Hm, so am I missing some background on semantics on TC_ACT_TRAP?
Or perhaps you use a different action code?

AFAICT the code in the kernel is:

struct sk_buff *tcf_qevent_handle(...

	case TC_ACT_STOLEN:
	case TC_ACT_QUEUED:
	case TC_ACT_TRAP:
		__qdisc_drop(skb, to_free);
		*ret = __NET_XMIT_STOLEN;
		return NULL;

Having TRAP mean DROP makes sense for filters, but in case of qevents
shouldn't they be a no-op?

Looking at sch_red looks like TRAP being a no-op would actually give us
the expected behavior.

> > If that is the case and you really want to keep the mark+trap
> > functionality - I feel like at least better documentation is needed.
> > The current two liner should also be rewritten, quoting from patch 1:
> >   
> > > * - ``ecn_mark``
> > >   - ``drop``
> > >   - Traps ECN-capable packets that were marked with CE (Congestion
> > >     Encountered) code point by RED algorithm instead of being dropped  
> > 
> > That needs to say that the trap is for datagrams trapped by a qevent.
> > Otherwise "Traps ... instead of being dropped" is too much of a
> > thought-shortcut, marked packets are not dropped.
> > 
> > (I'd also think that trap is better documented next to early_drop,
> > let's look at it from the reader's perspective)  
> 
> How about:
> 
> "Traps a copy of ECN-capable packets that were marked with CE

I think "Traps copies" or "Traps the copy of .. packet"?
I'm not a native speaker but there seems to be a grammatical mix here.
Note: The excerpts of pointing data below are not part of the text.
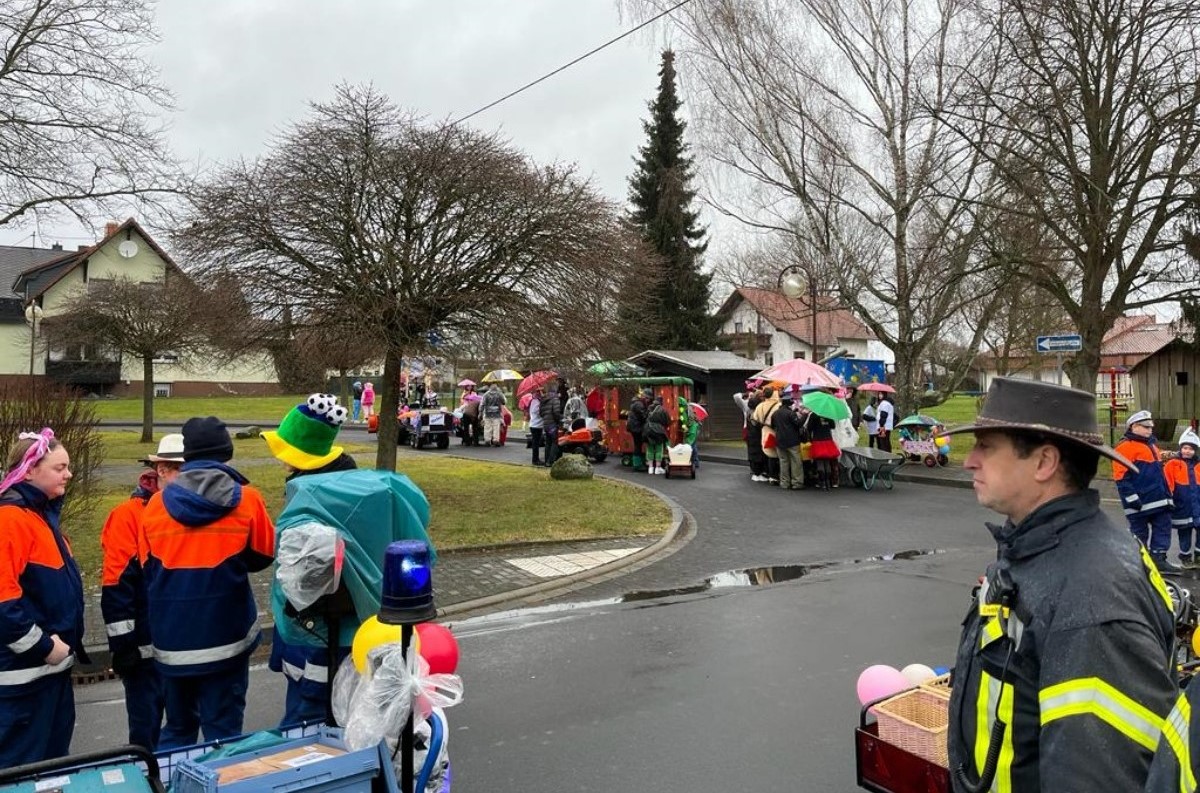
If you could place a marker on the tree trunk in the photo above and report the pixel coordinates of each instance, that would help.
(387, 406)
(147, 398)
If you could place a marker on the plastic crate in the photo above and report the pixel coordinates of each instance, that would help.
(351, 772)
(916, 721)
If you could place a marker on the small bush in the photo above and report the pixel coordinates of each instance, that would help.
(28, 406)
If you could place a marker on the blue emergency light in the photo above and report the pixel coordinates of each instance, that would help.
(407, 583)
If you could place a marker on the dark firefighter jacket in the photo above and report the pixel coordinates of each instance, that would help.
(1091, 674)
(201, 538)
(1174, 768)
(1143, 491)
(41, 590)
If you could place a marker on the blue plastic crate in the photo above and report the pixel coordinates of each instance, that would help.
(349, 773)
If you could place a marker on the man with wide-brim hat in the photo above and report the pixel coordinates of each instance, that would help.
(123, 595)
(1069, 638)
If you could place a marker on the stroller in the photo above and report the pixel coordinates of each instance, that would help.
(583, 439)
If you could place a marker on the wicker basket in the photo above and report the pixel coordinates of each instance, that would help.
(916, 721)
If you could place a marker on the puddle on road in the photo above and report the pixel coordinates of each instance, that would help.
(763, 576)
(727, 580)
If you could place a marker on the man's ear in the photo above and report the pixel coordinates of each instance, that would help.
(1049, 463)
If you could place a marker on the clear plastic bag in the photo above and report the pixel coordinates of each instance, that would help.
(389, 690)
(309, 563)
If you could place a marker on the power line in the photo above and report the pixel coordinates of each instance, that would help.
(565, 66)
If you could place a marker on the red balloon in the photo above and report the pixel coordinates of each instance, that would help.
(438, 647)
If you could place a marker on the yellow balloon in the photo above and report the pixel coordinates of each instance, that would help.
(372, 634)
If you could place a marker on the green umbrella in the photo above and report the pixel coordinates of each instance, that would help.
(826, 406)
> (Congestion Encountered) code point by RED algorithm instead of being
> dropped. The trap is enabled by attaching a filter with action 'trap' to

... instead of those copies being dropped.

> the 'mark' qevent of the RED qdisc."
>
> In addition, this output:
> 
> $ devlink trap show pci/0000:06:00.0 trap ecn_mark 
> pci/0000:06:00.0:
>   name ecn_mark type drop generic true action trap group buffer_drops
> 
> Can be converted to:
> 
> $ devlink trap show pci/0000:06:00.0 trap ecn_mark 
> pci/0000:06:00.0:
>   name ecn_mark type drop generic true action mirror group buffer_drops
> 
> "mirror: The packet is forwarded by the underlying device and a copy is sent to
> the CPU."
> 
> In this case the action is static and you cannot change it.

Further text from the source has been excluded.